The Washington Post’s Odd Language from Syria
Behind a Damask Screen: The Washington Post’s Odd Language from Syria
October 26, 2005
The Washington Post’s Anthony Shadid won the Pulitzer Prize for international reporting last year for his coverage of the war in Iraq. But two of his recent dispatches from Damascus should win no awards.
Inaccurate, even peculiar word choice compromises “For Syrians, a Siege Mentality Sets In; U.N. Inquiry, Iraq War Feeding Anxiety Among Assad’s Backers and Foes” (October 25) and “Assad Says Accused Syrians May Face Trial; Letter Is First Substantive Response to U.N. Reporting Implicating Officials in Hariri Killing” (October 26). As a result, both misrepresent in important ways recent Syrian history and current events in a capital under pressure as a result of the international investigation of the February assassination of former Lebanese Prime Minister Rafik Hariri.
In “For Syrians, a Siege Mentality Sets In,” Shadid writes – or perhaps a misguided copy desk rewrites – “Since 1970, the state has weathered a revolt by Islamic activists, conflicts with Israel, crises with the United States and the collapse of its historic ally, the Soviet Union.” This journalistic short-hand wrongly conflates events.
To be accurate, the same material should have been conveyed in two sentences reading something like: “Since 1970, the state brutally suppressed a revolt by Islamic fundamentalists and prolonged its declared state of war with Israel by rejecting several peace initiatives and sponsoring anti-Israeli Lebanese and Palestinian terrorist organizations. It also obstructed U.S. Middle East policy and maneuvered through the resultant crises while weathering the collapse of its historic ally, the Soviet Union.”

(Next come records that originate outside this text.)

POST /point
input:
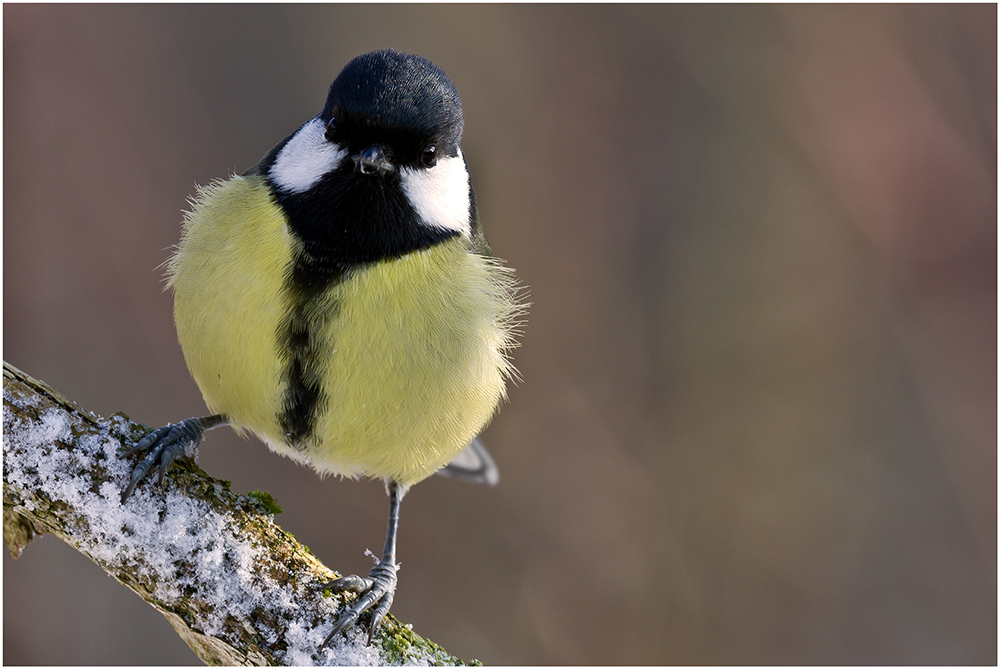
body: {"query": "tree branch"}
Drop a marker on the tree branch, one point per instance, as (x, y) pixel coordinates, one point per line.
(235, 586)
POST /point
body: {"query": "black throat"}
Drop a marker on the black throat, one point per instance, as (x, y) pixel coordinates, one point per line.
(343, 223)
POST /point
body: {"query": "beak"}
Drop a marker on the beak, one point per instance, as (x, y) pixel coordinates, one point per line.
(373, 161)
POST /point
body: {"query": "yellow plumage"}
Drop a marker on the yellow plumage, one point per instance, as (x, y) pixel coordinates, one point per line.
(414, 360)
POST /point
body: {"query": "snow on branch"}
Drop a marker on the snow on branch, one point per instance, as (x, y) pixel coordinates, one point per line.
(235, 586)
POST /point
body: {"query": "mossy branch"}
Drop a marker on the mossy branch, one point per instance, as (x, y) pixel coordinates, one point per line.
(235, 586)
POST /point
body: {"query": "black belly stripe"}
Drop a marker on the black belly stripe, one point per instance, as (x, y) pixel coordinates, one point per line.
(346, 221)
(300, 340)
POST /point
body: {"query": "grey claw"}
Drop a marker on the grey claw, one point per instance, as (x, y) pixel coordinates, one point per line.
(166, 444)
(377, 591)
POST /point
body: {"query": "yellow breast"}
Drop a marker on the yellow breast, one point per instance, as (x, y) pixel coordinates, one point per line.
(413, 361)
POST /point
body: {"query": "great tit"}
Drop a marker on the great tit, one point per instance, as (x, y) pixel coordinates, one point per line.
(339, 300)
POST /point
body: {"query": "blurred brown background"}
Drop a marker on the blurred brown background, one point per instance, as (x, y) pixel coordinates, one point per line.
(758, 418)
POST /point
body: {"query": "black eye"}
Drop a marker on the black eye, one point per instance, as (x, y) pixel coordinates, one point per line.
(429, 156)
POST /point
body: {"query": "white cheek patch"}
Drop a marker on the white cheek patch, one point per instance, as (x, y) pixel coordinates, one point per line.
(440, 194)
(305, 158)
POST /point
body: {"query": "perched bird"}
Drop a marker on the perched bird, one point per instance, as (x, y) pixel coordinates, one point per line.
(340, 302)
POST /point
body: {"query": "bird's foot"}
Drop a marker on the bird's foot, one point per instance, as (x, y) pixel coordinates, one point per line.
(375, 591)
(166, 444)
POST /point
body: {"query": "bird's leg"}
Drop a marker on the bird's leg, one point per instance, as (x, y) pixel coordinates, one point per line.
(376, 590)
(165, 444)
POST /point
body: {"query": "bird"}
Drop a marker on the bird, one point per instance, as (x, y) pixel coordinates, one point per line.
(340, 301)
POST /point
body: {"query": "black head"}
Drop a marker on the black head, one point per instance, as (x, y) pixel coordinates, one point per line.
(400, 100)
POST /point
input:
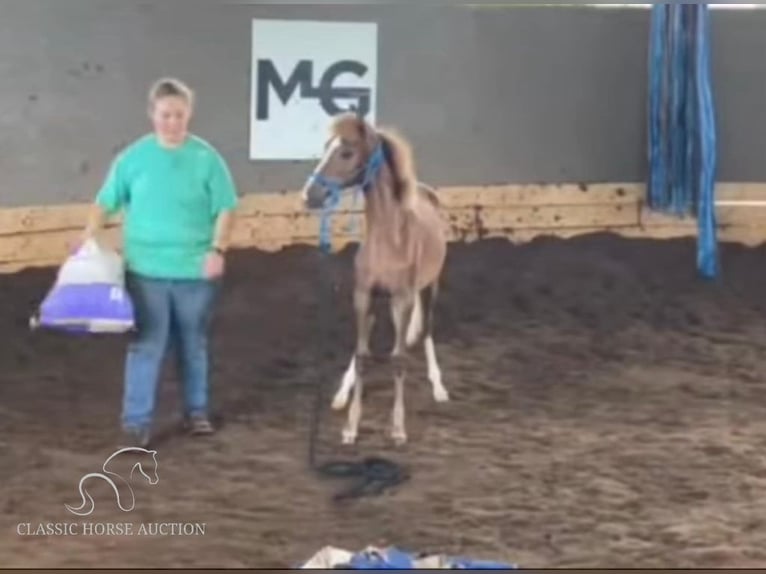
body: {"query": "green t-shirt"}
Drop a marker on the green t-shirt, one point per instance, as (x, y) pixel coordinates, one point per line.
(170, 198)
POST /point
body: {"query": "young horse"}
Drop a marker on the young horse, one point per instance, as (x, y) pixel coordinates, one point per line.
(402, 253)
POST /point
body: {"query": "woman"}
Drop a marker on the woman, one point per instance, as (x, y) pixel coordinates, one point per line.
(177, 196)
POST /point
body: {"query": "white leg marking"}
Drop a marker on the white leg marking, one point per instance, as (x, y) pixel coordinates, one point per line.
(347, 383)
(434, 372)
(416, 323)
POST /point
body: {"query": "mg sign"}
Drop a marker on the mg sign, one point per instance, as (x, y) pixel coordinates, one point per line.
(304, 73)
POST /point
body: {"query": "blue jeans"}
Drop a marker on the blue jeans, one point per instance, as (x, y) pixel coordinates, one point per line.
(169, 312)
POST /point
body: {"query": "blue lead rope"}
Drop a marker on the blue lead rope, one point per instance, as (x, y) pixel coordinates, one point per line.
(335, 193)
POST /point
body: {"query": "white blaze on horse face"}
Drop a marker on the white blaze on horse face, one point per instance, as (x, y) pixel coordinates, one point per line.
(331, 147)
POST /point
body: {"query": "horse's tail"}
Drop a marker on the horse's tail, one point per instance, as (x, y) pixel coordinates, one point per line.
(80, 510)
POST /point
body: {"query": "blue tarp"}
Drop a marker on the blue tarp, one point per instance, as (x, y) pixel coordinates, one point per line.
(393, 558)
(682, 130)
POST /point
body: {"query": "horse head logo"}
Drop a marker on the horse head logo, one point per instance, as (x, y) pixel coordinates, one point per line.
(88, 504)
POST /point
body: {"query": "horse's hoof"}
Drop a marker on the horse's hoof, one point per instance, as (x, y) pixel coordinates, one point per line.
(339, 401)
(399, 437)
(348, 437)
(441, 395)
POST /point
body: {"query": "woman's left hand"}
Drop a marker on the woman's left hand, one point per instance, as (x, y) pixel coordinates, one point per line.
(214, 265)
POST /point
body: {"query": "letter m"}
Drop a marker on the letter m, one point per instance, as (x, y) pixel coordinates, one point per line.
(268, 77)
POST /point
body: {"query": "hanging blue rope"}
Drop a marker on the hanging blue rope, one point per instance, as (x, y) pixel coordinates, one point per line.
(682, 133)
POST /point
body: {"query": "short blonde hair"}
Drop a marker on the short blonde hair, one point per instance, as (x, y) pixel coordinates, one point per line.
(170, 87)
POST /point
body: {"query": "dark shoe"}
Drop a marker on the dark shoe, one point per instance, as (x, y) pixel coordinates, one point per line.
(135, 437)
(199, 425)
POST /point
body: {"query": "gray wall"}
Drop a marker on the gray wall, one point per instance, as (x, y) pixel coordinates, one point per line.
(487, 96)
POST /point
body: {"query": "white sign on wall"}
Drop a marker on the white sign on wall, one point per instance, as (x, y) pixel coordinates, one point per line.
(303, 74)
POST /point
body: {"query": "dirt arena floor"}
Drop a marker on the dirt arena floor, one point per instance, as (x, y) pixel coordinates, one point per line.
(608, 410)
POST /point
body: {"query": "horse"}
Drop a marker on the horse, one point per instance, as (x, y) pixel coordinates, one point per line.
(109, 476)
(402, 253)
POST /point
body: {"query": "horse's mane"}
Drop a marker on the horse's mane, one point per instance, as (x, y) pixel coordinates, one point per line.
(397, 151)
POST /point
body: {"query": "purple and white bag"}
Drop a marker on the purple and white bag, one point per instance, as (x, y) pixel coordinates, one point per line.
(89, 294)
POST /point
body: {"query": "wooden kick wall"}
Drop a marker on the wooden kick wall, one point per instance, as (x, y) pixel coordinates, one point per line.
(43, 235)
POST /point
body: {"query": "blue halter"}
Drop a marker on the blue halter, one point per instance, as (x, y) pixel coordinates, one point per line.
(335, 192)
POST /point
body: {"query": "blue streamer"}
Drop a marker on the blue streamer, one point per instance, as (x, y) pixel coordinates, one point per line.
(707, 246)
(682, 135)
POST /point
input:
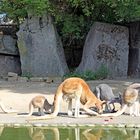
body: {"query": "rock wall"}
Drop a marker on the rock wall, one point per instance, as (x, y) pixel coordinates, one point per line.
(134, 50)
(9, 56)
(107, 45)
(40, 48)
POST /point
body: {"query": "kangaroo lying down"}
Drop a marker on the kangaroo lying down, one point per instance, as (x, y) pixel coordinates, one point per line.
(104, 92)
(78, 89)
(130, 100)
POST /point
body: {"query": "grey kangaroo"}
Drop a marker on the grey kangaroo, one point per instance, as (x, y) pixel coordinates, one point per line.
(104, 92)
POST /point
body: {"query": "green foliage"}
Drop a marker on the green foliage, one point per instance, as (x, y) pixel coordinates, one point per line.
(101, 73)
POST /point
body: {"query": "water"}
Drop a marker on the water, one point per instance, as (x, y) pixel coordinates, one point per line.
(69, 133)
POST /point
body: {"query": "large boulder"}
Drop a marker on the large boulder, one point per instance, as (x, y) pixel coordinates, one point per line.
(106, 45)
(9, 63)
(40, 48)
(8, 45)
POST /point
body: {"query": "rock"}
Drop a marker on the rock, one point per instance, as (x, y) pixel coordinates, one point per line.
(8, 45)
(9, 64)
(22, 79)
(134, 51)
(12, 74)
(40, 48)
(106, 45)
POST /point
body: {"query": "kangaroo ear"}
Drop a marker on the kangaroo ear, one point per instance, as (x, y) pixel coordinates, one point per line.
(104, 102)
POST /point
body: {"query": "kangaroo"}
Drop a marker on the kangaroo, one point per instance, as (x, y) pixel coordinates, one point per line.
(5, 110)
(129, 99)
(41, 103)
(78, 89)
(104, 92)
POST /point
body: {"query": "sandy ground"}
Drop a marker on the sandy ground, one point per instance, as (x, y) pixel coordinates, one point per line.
(17, 95)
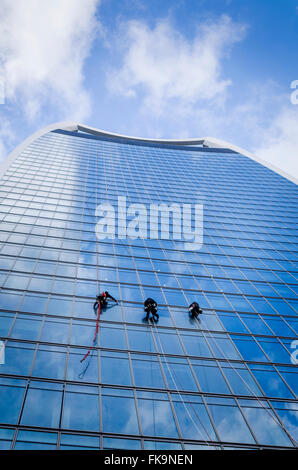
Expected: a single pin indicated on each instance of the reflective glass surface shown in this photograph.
(226, 380)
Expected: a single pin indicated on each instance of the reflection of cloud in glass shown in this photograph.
(265, 428)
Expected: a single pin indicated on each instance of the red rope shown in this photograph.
(96, 331)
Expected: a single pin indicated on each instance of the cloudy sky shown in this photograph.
(152, 68)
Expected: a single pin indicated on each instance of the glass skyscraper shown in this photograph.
(227, 380)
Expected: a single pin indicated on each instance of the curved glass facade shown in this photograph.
(227, 380)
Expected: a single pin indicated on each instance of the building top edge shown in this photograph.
(207, 142)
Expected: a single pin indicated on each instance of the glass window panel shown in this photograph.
(210, 377)
(229, 421)
(157, 417)
(26, 327)
(49, 362)
(178, 374)
(81, 410)
(193, 418)
(270, 434)
(11, 398)
(270, 381)
(147, 372)
(115, 368)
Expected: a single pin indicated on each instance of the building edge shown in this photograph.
(72, 126)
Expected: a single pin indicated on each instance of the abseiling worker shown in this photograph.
(194, 310)
(150, 306)
(102, 300)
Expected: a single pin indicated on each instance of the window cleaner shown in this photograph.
(150, 306)
(194, 310)
(100, 303)
(102, 300)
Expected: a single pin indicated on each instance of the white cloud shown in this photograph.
(279, 144)
(181, 90)
(166, 66)
(43, 48)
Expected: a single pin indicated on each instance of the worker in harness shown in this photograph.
(194, 310)
(102, 300)
(150, 306)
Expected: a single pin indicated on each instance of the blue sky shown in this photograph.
(151, 68)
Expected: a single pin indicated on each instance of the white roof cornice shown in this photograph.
(204, 141)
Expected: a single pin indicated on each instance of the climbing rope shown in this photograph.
(180, 396)
(95, 335)
(260, 401)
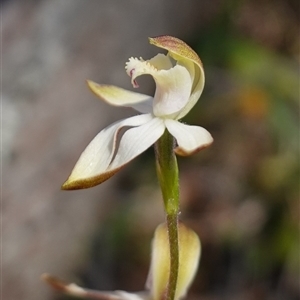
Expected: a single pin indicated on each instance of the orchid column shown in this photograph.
(179, 79)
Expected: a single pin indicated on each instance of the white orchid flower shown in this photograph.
(179, 78)
(157, 283)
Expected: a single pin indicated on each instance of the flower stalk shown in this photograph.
(167, 172)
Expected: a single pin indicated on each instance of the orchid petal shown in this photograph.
(136, 140)
(190, 139)
(188, 58)
(92, 168)
(173, 86)
(121, 97)
(189, 254)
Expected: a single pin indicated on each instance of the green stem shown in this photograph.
(167, 172)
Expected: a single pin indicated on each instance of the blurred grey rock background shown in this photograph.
(48, 50)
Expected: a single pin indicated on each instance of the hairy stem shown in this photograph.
(167, 171)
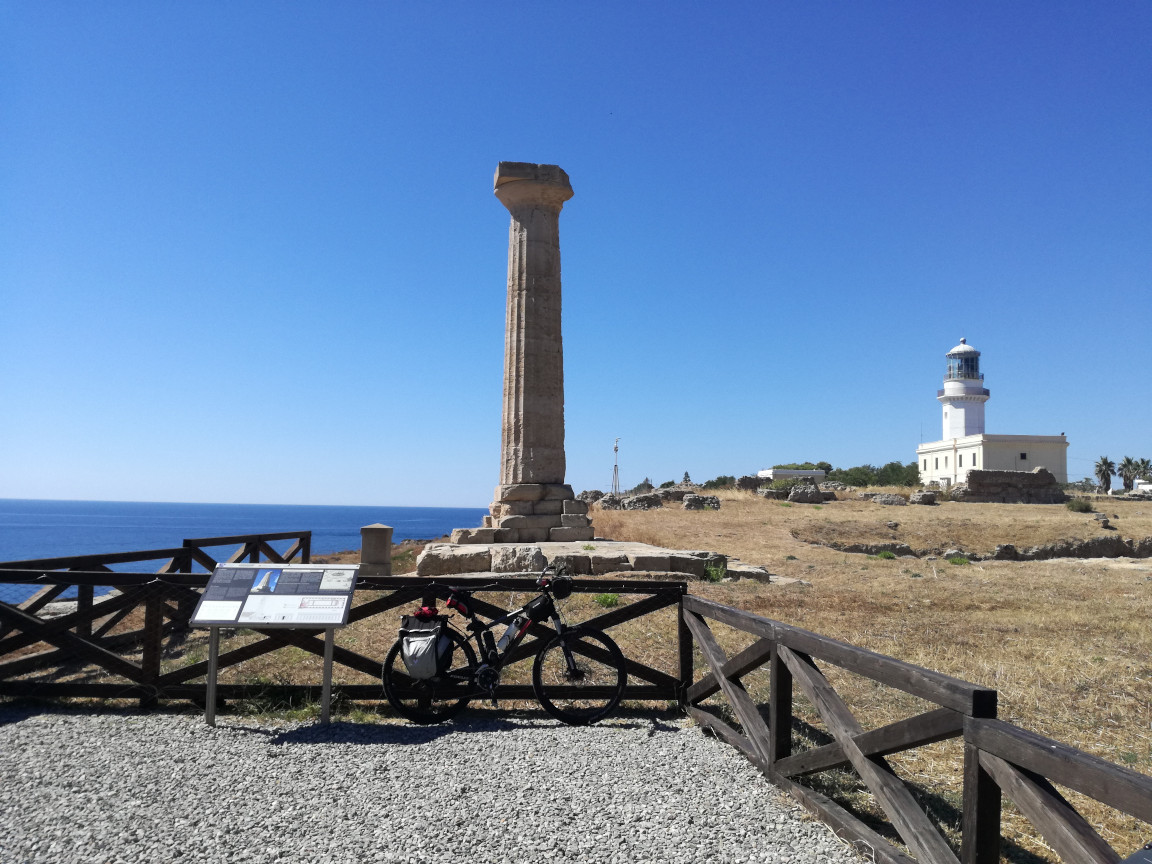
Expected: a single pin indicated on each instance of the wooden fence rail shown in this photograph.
(150, 612)
(99, 631)
(999, 758)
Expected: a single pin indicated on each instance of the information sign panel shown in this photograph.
(277, 596)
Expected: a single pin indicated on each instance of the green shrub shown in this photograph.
(714, 573)
(721, 482)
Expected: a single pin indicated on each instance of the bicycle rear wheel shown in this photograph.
(431, 700)
(580, 676)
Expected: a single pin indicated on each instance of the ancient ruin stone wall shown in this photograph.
(1035, 486)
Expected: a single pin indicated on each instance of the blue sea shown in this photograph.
(33, 529)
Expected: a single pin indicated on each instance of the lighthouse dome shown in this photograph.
(963, 349)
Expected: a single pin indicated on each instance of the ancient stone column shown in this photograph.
(532, 442)
(532, 502)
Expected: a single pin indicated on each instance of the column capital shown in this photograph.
(520, 184)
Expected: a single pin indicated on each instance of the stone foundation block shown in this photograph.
(525, 522)
(580, 565)
(654, 563)
(501, 509)
(570, 535)
(609, 563)
(439, 559)
(517, 559)
(688, 563)
(521, 492)
(474, 535)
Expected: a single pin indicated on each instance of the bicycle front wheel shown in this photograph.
(431, 700)
(580, 676)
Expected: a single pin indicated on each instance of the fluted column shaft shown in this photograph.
(532, 441)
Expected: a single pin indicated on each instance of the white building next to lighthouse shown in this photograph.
(965, 445)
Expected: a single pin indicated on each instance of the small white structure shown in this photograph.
(965, 446)
(777, 474)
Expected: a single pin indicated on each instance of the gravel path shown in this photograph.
(126, 788)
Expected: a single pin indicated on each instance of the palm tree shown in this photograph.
(1104, 470)
(1144, 469)
(1127, 471)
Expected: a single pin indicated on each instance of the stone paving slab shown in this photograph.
(596, 558)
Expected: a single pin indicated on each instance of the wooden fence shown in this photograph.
(82, 653)
(999, 758)
(40, 656)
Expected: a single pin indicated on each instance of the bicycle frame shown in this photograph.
(491, 653)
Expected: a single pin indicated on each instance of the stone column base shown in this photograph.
(531, 513)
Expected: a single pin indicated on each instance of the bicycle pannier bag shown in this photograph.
(425, 646)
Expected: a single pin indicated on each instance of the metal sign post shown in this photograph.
(213, 661)
(273, 596)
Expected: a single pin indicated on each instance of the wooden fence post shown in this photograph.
(84, 597)
(980, 821)
(150, 657)
(684, 637)
(780, 696)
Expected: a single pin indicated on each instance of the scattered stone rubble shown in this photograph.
(599, 558)
(805, 493)
(702, 502)
(1090, 547)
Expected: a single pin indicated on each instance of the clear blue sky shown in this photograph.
(250, 251)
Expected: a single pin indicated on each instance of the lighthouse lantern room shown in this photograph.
(965, 445)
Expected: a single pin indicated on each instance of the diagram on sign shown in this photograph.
(280, 596)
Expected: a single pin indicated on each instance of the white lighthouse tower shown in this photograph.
(963, 394)
(967, 446)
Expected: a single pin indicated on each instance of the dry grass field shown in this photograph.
(1067, 643)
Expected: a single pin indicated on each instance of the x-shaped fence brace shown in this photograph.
(789, 652)
(169, 598)
(999, 758)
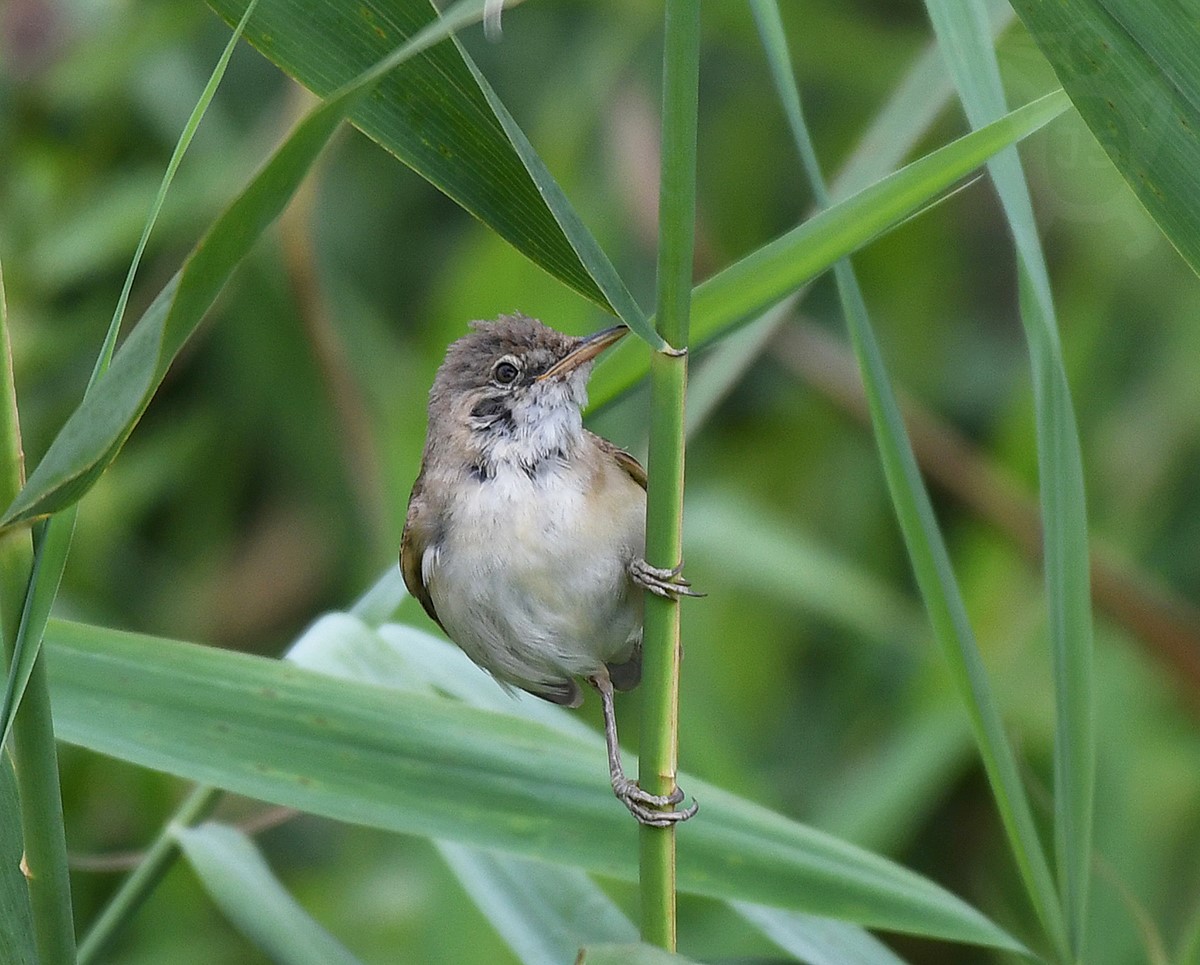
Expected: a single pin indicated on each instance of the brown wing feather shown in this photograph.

Shadid also states that, among other things, Washington wants Damascus to end its “accommodation of militant Palestinian factions and the Lebanese Shiite Muslim movement Hezbollah.” As noted above, Syria is not “accommodating” Palestinian “militant factions” including Islamic Jihad, the Popular Front for the Liberation of Palestine – General Command, and the Democratic Front for the Liberation of Palestine, plus the Lebanese Hezbollah. Rather, it hosts and/or shelters, helps fund, arm and train, and employs these terrorist organizations as surrogates.
Shadid correctly notes that “Syria is one of the region’s most authoritarian states,” but asserts that “its repression pales compared with the relentless brutality in Iraq during the rule of Saddam Hussein.” The pairing as well as the wording is misplaced; a comparison would have been not the current Syria under Bashar Assad to the former Iraq under Saddam Hussein, but of Syria under Bashar’s late father, Hafez Assad, to Iraq under Saddam.
The elder Assad’s 30-year police state did at retail what Saddam’s regime in Iraq did wholesale. The annual State Department Country Reports on Human Rights dealing with Hafez Assad’s Syria made that clear. And the elder Assad, like Saddam, could massacre his own people en mass, as he did at Hama in 1982, slaughtering between 10,000 and 25,000 residents, mostly civilians, in a stronghold of the Islamic Brotherhood. Syria today under Bashar Assad should be contrasted with post-Saddam Iraq, which despite a bloody insurgency, might be evolving toward something better while Syria’s police state under Bashar more closely resembles “Hafez-Lite.”
In his next-day dispatch, “Assad Says Accused Syrians May Face Trial,” Shadid commits only one word choice foul, but it is major, and peculiar: “There were at least two slightly different [emphasis added] versions of Assad’s letter, diplomats said. The one with the pledge to bring to trial any Syrian implicated in Hariri’s assassination was delivered to the United States, Britain and France, among others; another version, omitting the pledge, went to other Security Council members, the diplomats said.” Omission of the pledge to try any Syrian implicated in the murder might be a deletion of only a few words, but it most definitely is not a “slight difference” – it is a major change. Why introduce such confusion at all, when merely dropping the adverb “slightly” increases accuracy, as in “there were at least two different versions of Assad’s letter, diplomats said”?
For years, The Post’s slogan was: “The Washington Post: If you don’t get it, you don’t get it.” We got it, but we don’t get it. – by Eric Rozenman, CAMERA Washington director.